Small and bony fish don’t normally become beloved seafood staples, but the shad entered Connecticut culture through sheer ubiquity. In New England’s colonial days, swarms of shad annually swam from the North Atlantic to mating areas upriver. Each spring, farmers left their crops, easily caught shad in nets, and cooked them on planks—a method Native Americans taught them.
The bounty was a blessing, except when it wasn’t. Prisoners revolted against being fed shad every day, and one 19th-century story describes the shad as the devil’s creation. A single fillet contains around 1,000 minuscule bones, and the laborious deboning process helps explain the shad’s bad rap and its working-class association that persisted through the 19th century.

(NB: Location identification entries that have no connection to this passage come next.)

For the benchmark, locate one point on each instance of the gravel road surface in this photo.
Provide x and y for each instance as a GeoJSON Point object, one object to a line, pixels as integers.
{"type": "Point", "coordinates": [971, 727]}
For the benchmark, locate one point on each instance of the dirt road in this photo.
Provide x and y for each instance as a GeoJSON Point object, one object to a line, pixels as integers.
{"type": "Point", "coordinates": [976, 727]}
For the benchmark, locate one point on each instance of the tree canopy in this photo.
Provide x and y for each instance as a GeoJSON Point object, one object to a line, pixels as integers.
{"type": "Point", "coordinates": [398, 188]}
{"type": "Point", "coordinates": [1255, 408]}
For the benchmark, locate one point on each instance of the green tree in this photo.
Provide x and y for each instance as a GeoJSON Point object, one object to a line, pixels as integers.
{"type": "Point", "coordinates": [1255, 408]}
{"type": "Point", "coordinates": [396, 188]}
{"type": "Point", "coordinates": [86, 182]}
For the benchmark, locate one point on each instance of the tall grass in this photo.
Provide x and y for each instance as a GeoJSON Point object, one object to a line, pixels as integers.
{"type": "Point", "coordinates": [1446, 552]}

But in the late 1800s, the fish underwent a major rebranding. Appealing to the burgeoning middle class’s newfound interest in travel and Americana, marketers advertised the shade bake as a quintessential springtime event. Shad bakes took off in New England and mid-Atlantic states, although Connecticut residents have been most vocal about claiming it as their own. While the same surplus of shad hardly exists today, shad is still available in seafood markets from May through roughly mid-June, and a huge annual shad bake in Essex, Connecticut, has been a local source of pride for decades.
The first step to a successful shad bake is skillful use of a boning knife. Once the fish are deboned, organizers nail the butterflied fillets to planks planted in a circle surrounding hot coals. Angling the planks just right allows the shad to release excess oil, and the planks—which are usually hickory, oak, or cedar—impart flavor and cook the shad through in a way that doesn’t require flipping.
When the shad is ready, a grill-master shouts “board!” and helpers remove them from the fire. Cooks often add a dash of paprika, olive oil, and bacon. Otherwise shad is eaten as is, in all of its smoky, crusty glory. Detractors complain about the bones, but the fish’s Latin name, Alosa sapidissima, means “savory” or “most delicious.”